WASHINGTON — Not everyone has the privilege of being Marco Rubio.
Sen. Joni Ernst (R-Iowa) is proposing new legislation aimed at restricting government employees from holding multiple civil service positions simultaneously, unless explicit permission is granted.
Currently, laws prevent full-time federal employees from taking on more than one federal role concurrently without authorization. Ernst’s initiative, dubbed the Dismantling Double Dippers Act, aims to enhance these restrictions through mandatory yearly audits of payroll data.
As part of this legislative effort, Ernst, who heads the Senate DOGE Caucus, has requested the Office of Personnel Management to investigate the scale of double-dipping among government workers.
“The public, who funds the salaries of federal employees and contractors, deserves access to this crucial information,” she stated in a correspondence to OPM Director Scott Kupor, which was obtained by The Post.
“Given that OPM manages policies concerning hiring and oversight of the federal workforce, your agency is uniquely positioned to enhance transparency and address timecard fraud linked to double-billing bureaucrats,” she added.
Even with existing regulations prohibiting civil servants from holding multiple government jobs, there have been numerous reports of employees successfully maintaining several federal positions at once.
For example, between 2021 and 2024, a worker from the Department of Housing and Urban Development held multiple full-time contractor roles within the federal government, at times billing the government for over 24 hours of work in a single day.

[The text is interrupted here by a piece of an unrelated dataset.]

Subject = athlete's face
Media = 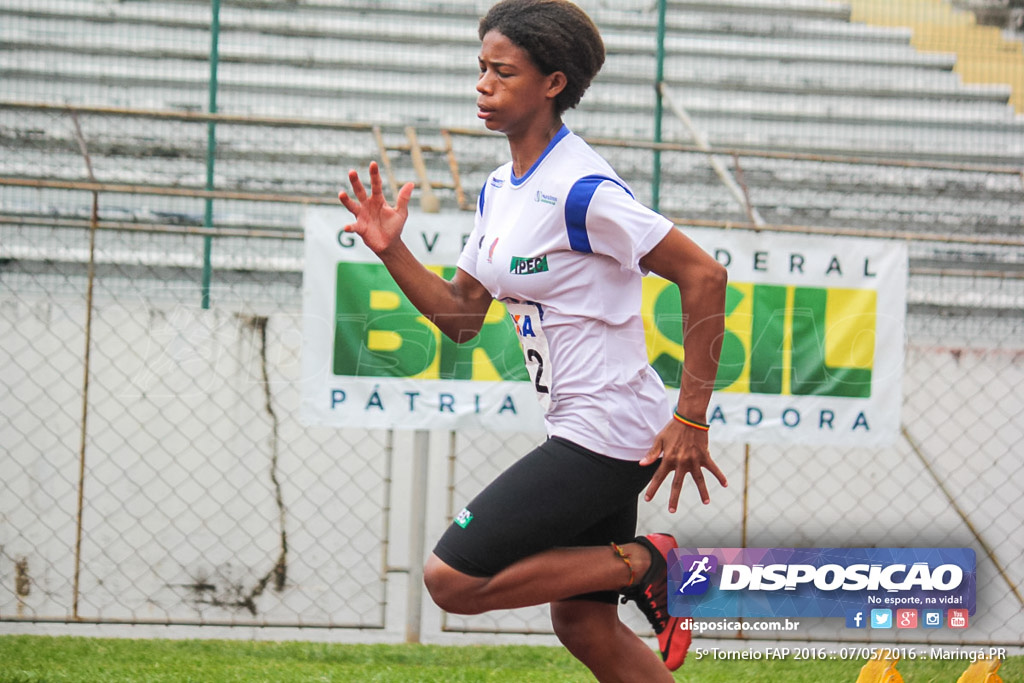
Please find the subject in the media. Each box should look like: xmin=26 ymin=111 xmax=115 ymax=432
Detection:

That employee, Crissy Monique Baker, pled guilty in July to submitting fraudulent hours worked, resulting in approximately $225,866 in taxpayer losses.
She was employed at HUD, AmeriCorps, and the National Institutes of Health, and at one point asserted that she had completed 26 hours of work over 13 days within a single month.
Another case referenced by Ernst involved a contractor at the NSA who simultaneously held a position under a Department of War contract and was found guilty in 2014 of scamming taxpayers out of $65,265 by submitting 79 fraudulent timesheets.
Sen. Ernst also highlighted a separate but related case that did not involve double-dipping directly. It concerns a senior policy adviser at the Environmental Protection Agency (EPA) who falsely claimed to have been working in another capacity at the CIA.
John Beale, sentenced to 32 months in prison back in 2014, managed to perpetrate this fraud for 13 years, costing taxpayers around $900,000, as indicated by prosecutors.
While pretending to perform vital missions for the CIA, Beale was actually vacationing abroad or enjoying his holiday home in Massachusetts.
“This wasn’t exactly a moonlighting situation, yet the EPA should have realized that such an arrangement was illicit and should have better overseen the activities and efficiency of one of its senior officials,” the senator asserted.
To more rigorously uphold the existing laws, the proposed Dismantling Double Dippers Act would compel OPM’s official watchdog to undertake annual audits to cross-verify government payroll records.
Additionally, the senator has urged OPM to release details about job titles and descriptions to the public.